Connolly SJ, et al. N Engl J Med. 2016;375:1131–41.

Prostatakarzinom: nur ein PSA-Test?

Bekanntermassen ist eines der Risiken häufigerer PSA-Tests die steigende Biopsiezahl mit potentiellen Komplikationen wie Infektionen und Blutungen. Im Rahmen der Physicians’ Health Study wurden von 1982–1984 Tausende von PSA-Tests durchgeführt. Das Follow-up betrug 30 Jahre. Anscheinend lässt sich anhand des PSA-Werts zu Studieneinschluss das Risiko für ein tödliches Karzinom gut vorhersagen.
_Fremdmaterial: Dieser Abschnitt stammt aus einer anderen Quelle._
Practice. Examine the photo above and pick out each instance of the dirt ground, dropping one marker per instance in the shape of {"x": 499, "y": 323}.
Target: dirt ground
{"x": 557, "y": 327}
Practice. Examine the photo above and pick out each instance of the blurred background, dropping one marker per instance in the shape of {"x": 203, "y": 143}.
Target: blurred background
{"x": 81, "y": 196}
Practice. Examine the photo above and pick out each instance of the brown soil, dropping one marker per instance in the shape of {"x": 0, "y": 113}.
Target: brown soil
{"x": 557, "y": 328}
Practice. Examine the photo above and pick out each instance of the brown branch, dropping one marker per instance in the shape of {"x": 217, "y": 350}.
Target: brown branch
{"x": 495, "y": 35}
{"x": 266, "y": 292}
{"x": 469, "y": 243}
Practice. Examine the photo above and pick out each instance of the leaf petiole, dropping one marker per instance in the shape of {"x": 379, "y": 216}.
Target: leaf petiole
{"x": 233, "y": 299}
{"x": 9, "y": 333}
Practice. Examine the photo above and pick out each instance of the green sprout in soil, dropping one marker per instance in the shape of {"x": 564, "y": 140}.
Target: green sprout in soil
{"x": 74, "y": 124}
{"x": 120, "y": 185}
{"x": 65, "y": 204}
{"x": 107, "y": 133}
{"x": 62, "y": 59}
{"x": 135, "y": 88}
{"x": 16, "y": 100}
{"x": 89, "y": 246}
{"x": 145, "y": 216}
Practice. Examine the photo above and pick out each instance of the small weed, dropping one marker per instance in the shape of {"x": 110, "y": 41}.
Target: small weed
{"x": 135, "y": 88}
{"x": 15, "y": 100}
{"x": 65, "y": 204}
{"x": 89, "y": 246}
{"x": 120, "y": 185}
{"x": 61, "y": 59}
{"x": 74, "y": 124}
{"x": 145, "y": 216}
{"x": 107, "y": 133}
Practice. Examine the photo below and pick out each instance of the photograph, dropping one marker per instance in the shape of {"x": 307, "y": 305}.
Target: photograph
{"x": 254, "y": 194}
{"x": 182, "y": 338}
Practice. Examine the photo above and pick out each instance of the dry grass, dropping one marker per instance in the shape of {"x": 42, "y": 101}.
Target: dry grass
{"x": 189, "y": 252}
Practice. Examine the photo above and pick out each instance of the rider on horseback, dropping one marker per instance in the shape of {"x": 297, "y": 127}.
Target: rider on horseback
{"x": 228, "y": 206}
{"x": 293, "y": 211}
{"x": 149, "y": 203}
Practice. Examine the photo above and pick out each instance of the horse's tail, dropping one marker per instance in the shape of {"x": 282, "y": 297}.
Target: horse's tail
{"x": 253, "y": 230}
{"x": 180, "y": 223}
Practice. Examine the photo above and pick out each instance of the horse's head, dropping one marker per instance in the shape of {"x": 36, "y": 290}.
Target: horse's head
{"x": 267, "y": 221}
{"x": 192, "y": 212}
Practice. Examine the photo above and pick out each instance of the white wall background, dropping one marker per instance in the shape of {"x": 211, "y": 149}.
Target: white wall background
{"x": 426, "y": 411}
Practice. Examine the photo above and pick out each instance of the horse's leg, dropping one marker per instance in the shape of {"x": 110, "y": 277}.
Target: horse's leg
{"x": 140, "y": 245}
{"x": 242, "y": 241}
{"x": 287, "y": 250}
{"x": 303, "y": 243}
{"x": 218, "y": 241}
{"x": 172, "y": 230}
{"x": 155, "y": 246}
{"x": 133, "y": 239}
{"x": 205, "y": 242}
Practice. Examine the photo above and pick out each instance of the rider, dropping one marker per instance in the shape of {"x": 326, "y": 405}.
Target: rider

Bei 50- bis 54-jährigen Patienten betrug die Inzidenz für ein tödliches Karzinom 3,1%, wenn der PSA-Wert im oberen Bereich der Perzentile (>2,1 ng/ml) lag, bei Werten unterhalb des Medians (0,9 ng/ml) jedoch nur 0,3%. Bei 55- bis 59-jährigen Patienten betrug die Inzidenz für ein tödliches Karzinom bei Werten >3 ng/ml 5,5%, bei Werten unterhalb des Medians (<1 ng/ml) jedoch 0,4%. Die USPSTF geht davon aus, dass bei einem Wert von <1 ng/ml mit 60 Jahren keine späteren PSA-Tests mehr erforderlich sind. Eine gute Nachricht, die gut dokumentiert zu sein scheint …
Preston MA, et al. J Clin Oncol. 2016;34:2705–11.

Papierkrieg und PC

60 Hausärzte haben an einer Studie über ihre Zeitaufteilung in der Praxis teilgenommen. Von 430 Stunden Beobachtungszeit wurden 50% mit der Eingabe von Daten in die elektronische Krankengeschichte und anderen Verwaltungsaufgaben und lediglich 27% im direkten Kontakt mit den Patienten verbracht. In 20 Jahren kümmern sich vielleicht Roboter um die Patienten, weil die Hausärzte ausschliesslich mit Verwaltungsaufgaben beschäftigt sind … Ein Sieg für die Technokraten der Medizin, die selbst nie einen ­Patienten zu Gesicht bekommen …
Sinsky C, et al. Ann Intern Med. 2016;165:753–60.
doi:10.7326/M16-0961

Niedrig dosierte Acetylsalicylsäure, hohes kardiovaskuläres Risiko und 
untere gastrointestinale Blutung

295 Patienten mit hohem kardiovaskulärem Risiko unter niedrig dosierter Acetylsalicylsäure (AAS), die an einer unteren gastrointestinalen Blutung litten, wurden untersucht. 60% nahmen AAS weiterhin ein, während es 40% absetzten. Während des 2-jährigen Follow-up trat bei 7% der Patienten ohne und 18% mit AAS ein Blutungsrezidiv auf. Hingegen kam es bei 33% der Patienten ohne und bei 21% mit AAS zu einem schweren kardiovaskulären Ereignis. Man könnte die Entscheidung, ASS weiterzunehmen oder abzusetzen, von der Schwere der Blutung abhängig machen, was in dieser Studie nicht getan wurde …
Chan FKL, et al. Gastroenterol. 2016;151:271–7.